Amongst our favourites: Arlecchino, Boulangerie Chez Nous, Rawai Beach (right corner when you are facing the row of eateries), Baan Kanom. A very decent breakfast (along the lines of fresh juice, coffee / tea, a main dish such as muesli or eggs and bacon on toast, and fresh fruit) costs approximately NZD$10. A Thai-style breakfast (e.g. rice or congee with condiments) is approximately NZD$4-5 – worth every savoury, flavourful bite.
If you aren’t an early riser in Thailand it doesn’t matter either, for there is never a shortage of food and restaurants seem to be ever open for business. And if a big breakfast ain’t your thing – you can always opt for a fresh coconut instead (swoon!)
You’ll find it hard to escape massage places in Thailand – we had mostly positive experiences, bar one where I drifted off to sleep in the gentle hands of my masseuse while Jarred reported feeling like he had been “mauled by a toothless bear” … maybe what you get when you look too strong 😉
While a full body massage feels and is luxurious, and a good cure for heavy shoulders and a stressed mind, I think targeted massages are often underrated. A foot massage in particular is quite rejuvenating and works wonders for tired feet, and is much more convenient!
It pays to (1) check for cleanliness and respectability, if those things are important to you; (2) decide if you wish to receive a Thai massage – including contorting and twisting; (3) tell your masseuse if you’d like your massage to be strong, medium or soft. And of course don’t forget to give a little tip directly to your masseuse before you go 🙂
See, eat, watch, and experience it for yourself. Reviewers online seem to love it or hate it, and having visited (we got the buffet, show and pick up package) I understand why. Definitely an Experience!

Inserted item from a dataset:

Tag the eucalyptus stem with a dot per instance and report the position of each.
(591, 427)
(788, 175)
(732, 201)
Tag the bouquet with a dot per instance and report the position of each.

None of the photos below are touched up – it really is as cool and lovely to look at in real life 🙂
On our last trip we really enjoyed visiting Phuket Walking Street / Lardyai so we went there again on our last night (a Saturday) in Phuket. Alas the market was a Sunday market, not a weekend market, so we were slightly disappointed. However we still enjoyed a brief stroll through the very quaint and charming street.

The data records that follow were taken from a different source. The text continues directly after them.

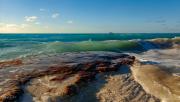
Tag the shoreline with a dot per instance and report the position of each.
(72, 76)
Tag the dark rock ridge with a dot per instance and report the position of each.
(79, 67)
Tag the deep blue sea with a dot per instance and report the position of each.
(22, 45)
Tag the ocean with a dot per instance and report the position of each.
(24, 45)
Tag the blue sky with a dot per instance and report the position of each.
(89, 16)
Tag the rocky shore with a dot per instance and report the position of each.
(71, 77)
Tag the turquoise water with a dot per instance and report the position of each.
(22, 45)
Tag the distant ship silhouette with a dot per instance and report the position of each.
(111, 33)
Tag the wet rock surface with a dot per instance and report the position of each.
(53, 78)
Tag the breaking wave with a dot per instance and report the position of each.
(33, 48)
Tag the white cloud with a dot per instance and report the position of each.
(31, 18)
(24, 25)
(55, 15)
(11, 25)
(70, 22)
(46, 27)
(1, 24)
(37, 23)
(41, 9)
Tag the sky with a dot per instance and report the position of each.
(89, 16)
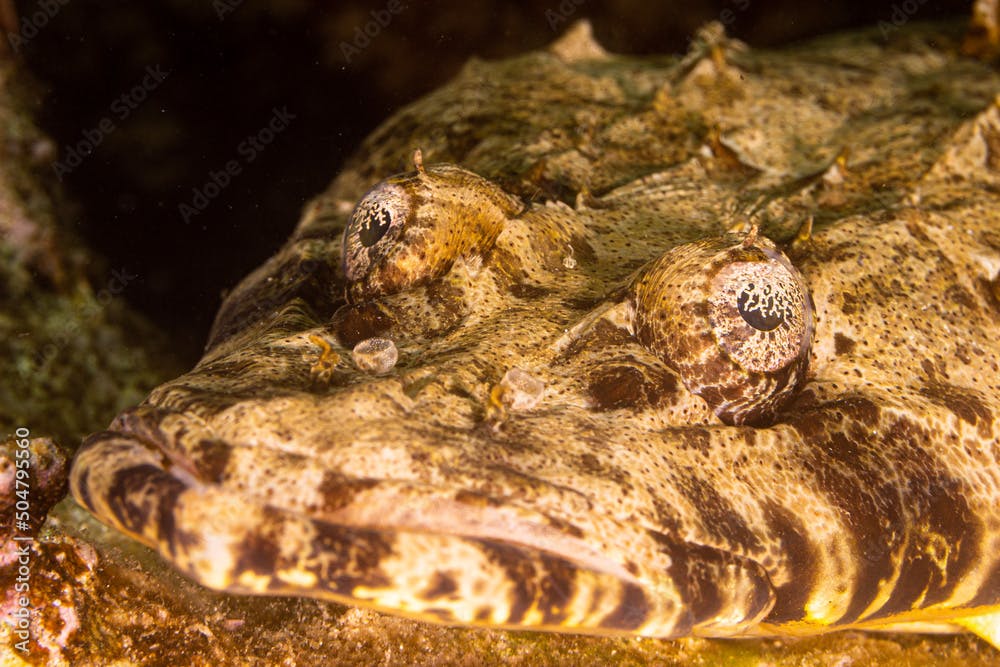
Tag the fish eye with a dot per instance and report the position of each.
(735, 321)
(759, 310)
(373, 222)
(409, 229)
(374, 226)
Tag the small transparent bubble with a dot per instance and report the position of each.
(375, 355)
(521, 391)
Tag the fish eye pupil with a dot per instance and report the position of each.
(375, 223)
(761, 308)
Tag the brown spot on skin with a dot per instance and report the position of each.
(843, 344)
(631, 612)
(964, 403)
(631, 385)
(348, 557)
(355, 323)
(990, 291)
(989, 592)
(144, 494)
(850, 470)
(338, 491)
(476, 499)
(718, 517)
(800, 558)
(942, 518)
(539, 579)
(701, 575)
(850, 304)
(210, 458)
(527, 291)
(442, 585)
(258, 553)
(960, 296)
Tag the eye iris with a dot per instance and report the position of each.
(762, 308)
(375, 223)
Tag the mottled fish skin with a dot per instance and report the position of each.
(532, 461)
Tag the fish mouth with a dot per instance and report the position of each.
(426, 552)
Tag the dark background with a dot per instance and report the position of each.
(230, 63)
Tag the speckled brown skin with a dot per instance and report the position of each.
(616, 501)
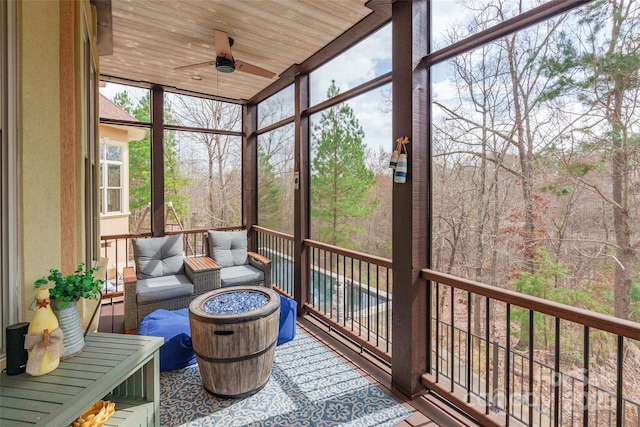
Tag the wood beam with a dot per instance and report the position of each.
(157, 161)
(380, 15)
(301, 191)
(105, 26)
(410, 199)
(250, 171)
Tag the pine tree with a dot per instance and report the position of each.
(270, 193)
(341, 184)
(140, 165)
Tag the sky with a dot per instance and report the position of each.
(363, 62)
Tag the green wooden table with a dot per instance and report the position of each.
(121, 368)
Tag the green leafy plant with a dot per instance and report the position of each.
(79, 284)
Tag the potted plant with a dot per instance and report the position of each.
(65, 293)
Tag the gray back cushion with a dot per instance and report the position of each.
(228, 248)
(158, 256)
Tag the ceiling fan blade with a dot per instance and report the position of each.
(221, 42)
(198, 65)
(253, 69)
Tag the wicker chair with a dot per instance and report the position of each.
(238, 267)
(163, 278)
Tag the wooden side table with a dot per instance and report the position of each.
(124, 369)
(203, 272)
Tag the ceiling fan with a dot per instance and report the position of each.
(224, 62)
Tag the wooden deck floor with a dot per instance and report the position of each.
(428, 411)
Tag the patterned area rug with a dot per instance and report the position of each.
(309, 386)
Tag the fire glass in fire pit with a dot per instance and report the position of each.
(235, 303)
(234, 333)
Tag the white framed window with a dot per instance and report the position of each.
(111, 177)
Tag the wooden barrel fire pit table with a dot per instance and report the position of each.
(234, 333)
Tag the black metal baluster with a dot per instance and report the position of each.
(487, 385)
(437, 303)
(468, 352)
(507, 367)
(585, 393)
(556, 383)
(619, 385)
(452, 342)
(530, 399)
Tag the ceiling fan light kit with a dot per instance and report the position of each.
(225, 63)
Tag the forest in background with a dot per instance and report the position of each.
(535, 169)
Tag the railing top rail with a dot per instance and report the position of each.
(273, 233)
(603, 322)
(189, 231)
(383, 262)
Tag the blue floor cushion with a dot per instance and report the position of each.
(173, 326)
(287, 330)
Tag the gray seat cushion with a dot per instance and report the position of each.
(158, 256)
(240, 275)
(228, 248)
(163, 288)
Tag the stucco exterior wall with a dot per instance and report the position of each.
(52, 138)
(39, 132)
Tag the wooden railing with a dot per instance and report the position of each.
(278, 247)
(349, 291)
(508, 358)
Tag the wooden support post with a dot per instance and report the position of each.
(157, 161)
(250, 172)
(411, 199)
(301, 193)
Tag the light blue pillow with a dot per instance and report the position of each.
(228, 248)
(158, 256)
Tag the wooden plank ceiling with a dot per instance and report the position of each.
(153, 37)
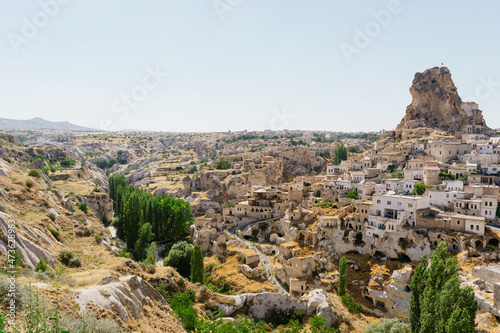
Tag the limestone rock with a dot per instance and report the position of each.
(29, 251)
(127, 296)
(436, 104)
(261, 306)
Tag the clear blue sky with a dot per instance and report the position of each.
(233, 73)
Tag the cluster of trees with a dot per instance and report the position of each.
(104, 164)
(187, 260)
(222, 164)
(141, 217)
(444, 176)
(353, 194)
(438, 304)
(420, 189)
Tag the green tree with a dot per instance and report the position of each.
(340, 154)
(353, 194)
(342, 276)
(197, 271)
(151, 255)
(386, 325)
(143, 240)
(419, 189)
(222, 164)
(42, 266)
(132, 218)
(179, 257)
(437, 300)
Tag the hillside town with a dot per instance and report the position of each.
(274, 214)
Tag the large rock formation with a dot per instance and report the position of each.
(263, 305)
(436, 104)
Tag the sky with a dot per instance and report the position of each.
(219, 65)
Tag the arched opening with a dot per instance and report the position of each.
(494, 242)
(403, 257)
(359, 239)
(301, 237)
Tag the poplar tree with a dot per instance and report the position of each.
(438, 304)
(342, 276)
(197, 265)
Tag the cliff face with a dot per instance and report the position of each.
(436, 104)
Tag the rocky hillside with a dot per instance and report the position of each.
(436, 104)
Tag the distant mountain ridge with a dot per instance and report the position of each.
(39, 123)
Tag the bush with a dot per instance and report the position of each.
(182, 304)
(35, 173)
(83, 207)
(318, 325)
(68, 258)
(279, 317)
(75, 262)
(55, 233)
(385, 325)
(98, 238)
(325, 204)
(419, 189)
(179, 257)
(42, 266)
(67, 162)
(353, 194)
(351, 304)
(22, 294)
(222, 164)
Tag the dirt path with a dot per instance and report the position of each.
(265, 261)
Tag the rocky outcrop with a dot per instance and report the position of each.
(436, 104)
(101, 204)
(261, 306)
(126, 296)
(395, 296)
(29, 251)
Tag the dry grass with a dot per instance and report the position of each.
(239, 282)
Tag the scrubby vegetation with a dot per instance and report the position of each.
(68, 258)
(179, 257)
(325, 204)
(142, 218)
(386, 325)
(438, 304)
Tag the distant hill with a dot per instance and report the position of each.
(39, 123)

We went to another market after this, on the recommendation of a shopkeeper – Naka Market. A loud, sprawling market which for this introvert woman is stimulating enough to keep one up for hours without a sip of caffeine, so Lardyai remains my (and our) favourite so far 🙂
Below are some pictures taken on our last trip:
Travel by scooter
There are many places which offer scooter rental in Phuket, most we’ve seen price them at approximately 250-300 baht (NZD $10-12) per day. We opted to hire one through our hotel as other places wanted to hold on to our passports while we had the scooter. They likely have good reasons for this but I wouldn’t recommend handing over your passport!
Phuket has its potholes and quirky driving antics but all in all we enjoyed exploring the place via scooter and would recommend this over taxi, especially in the neck of the woods we were in.

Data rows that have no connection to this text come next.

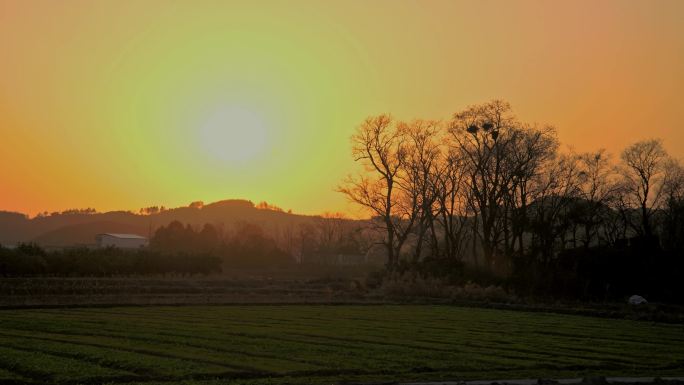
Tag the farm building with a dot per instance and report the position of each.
(122, 241)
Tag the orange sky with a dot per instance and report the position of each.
(125, 104)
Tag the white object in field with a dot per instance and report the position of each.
(121, 241)
(637, 300)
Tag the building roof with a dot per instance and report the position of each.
(124, 236)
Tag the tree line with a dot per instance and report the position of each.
(32, 260)
(489, 189)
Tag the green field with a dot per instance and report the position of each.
(323, 344)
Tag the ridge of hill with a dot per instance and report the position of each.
(69, 228)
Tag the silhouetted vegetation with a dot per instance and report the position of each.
(31, 260)
(485, 197)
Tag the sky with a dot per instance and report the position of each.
(128, 104)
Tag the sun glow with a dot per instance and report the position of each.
(234, 135)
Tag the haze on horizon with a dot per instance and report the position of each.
(122, 105)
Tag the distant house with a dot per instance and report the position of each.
(122, 241)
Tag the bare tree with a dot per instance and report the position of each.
(452, 205)
(644, 173)
(598, 189)
(380, 147)
(485, 135)
(418, 175)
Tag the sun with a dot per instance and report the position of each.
(234, 135)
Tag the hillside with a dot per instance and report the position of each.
(62, 229)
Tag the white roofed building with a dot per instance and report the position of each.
(121, 241)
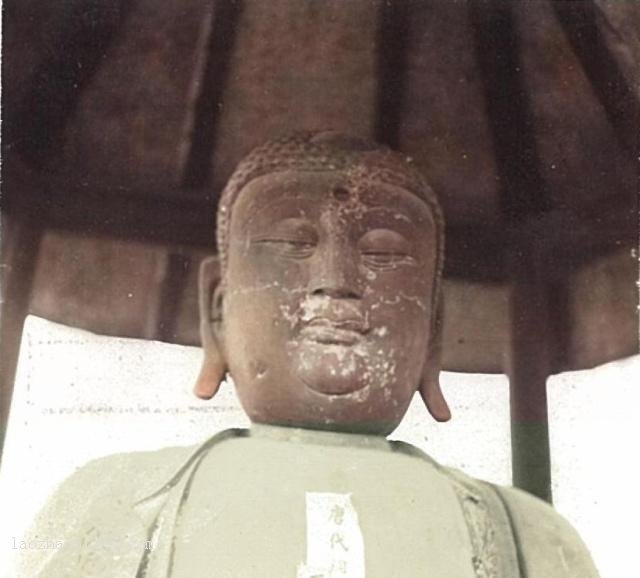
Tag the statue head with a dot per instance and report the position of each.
(324, 301)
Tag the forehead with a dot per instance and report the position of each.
(314, 191)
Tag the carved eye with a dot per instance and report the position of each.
(293, 238)
(384, 249)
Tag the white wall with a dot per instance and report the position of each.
(79, 396)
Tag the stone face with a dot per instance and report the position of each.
(325, 311)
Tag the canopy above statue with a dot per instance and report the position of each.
(124, 120)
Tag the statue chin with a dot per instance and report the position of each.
(332, 370)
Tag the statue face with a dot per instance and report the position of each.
(327, 302)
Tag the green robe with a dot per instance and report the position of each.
(235, 506)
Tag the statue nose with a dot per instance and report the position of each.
(335, 273)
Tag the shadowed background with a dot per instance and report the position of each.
(123, 120)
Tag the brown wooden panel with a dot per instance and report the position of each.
(297, 65)
(106, 286)
(604, 310)
(581, 158)
(131, 127)
(444, 125)
(476, 327)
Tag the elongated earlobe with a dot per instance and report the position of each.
(429, 387)
(211, 376)
(214, 367)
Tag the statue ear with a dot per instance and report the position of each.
(214, 366)
(430, 384)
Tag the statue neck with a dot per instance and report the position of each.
(318, 437)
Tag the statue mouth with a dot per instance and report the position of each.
(328, 331)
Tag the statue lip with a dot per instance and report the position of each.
(334, 331)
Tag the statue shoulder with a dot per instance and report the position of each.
(548, 545)
(528, 535)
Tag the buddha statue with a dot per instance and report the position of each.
(324, 306)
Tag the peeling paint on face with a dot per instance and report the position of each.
(346, 268)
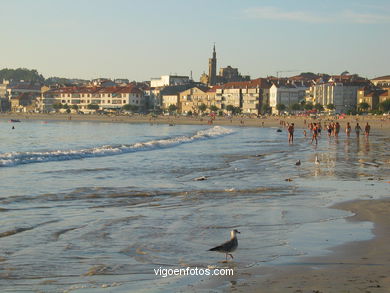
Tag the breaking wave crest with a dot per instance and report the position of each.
(18, 158)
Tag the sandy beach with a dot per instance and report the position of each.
(381, 123)
(362, 266)
(354, 267)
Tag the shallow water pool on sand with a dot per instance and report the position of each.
(100, 205)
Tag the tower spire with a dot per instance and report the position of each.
(213, 68)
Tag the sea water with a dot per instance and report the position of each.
(87, 205)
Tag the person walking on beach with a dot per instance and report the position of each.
(290, 130)
(330, 129)
(357, 129)
(315, 133)
(319, 128)
(348, 129)
(367, 129)
(336, 129)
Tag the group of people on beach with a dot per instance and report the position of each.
(333, 129)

I’m sure no one needs to be told to spend some time at the beach! Warm, lovely water and plenty of Vit D are gifts for the soul 🙂
Two other places we visited on our last trip (but not on this one) are:
When looking up cooking classes last year I came across a recommendation for Pum’s Cooking School on the popular travel website Nomadic Matt (which by the way is an excellent resource for travellers).
We did “Pum’s Little Wok” class last year and were not disappointed – Pum made cooking easy and fun, introduced us to the basic principles of Thai flavours, and we had a little tour through a nearby market and a delicious shared lunch of our creations afterwards.
Yes, I almost lost my appetite for a moment there …
Jarred gets top marks from me for presentation and taste.
There is a strong Buddhist culture and influence in Thailand, and their many temples are testament to that. A few I’ve seen are exquisite in their attention to detail and design, including the well-known Wat Chalong.
If you’re lucky you might get to witness the firecrackers:
And that sums up our highlights … hope you enjoyed reading it and that it gives you some inspiration to visit amazing Thailand!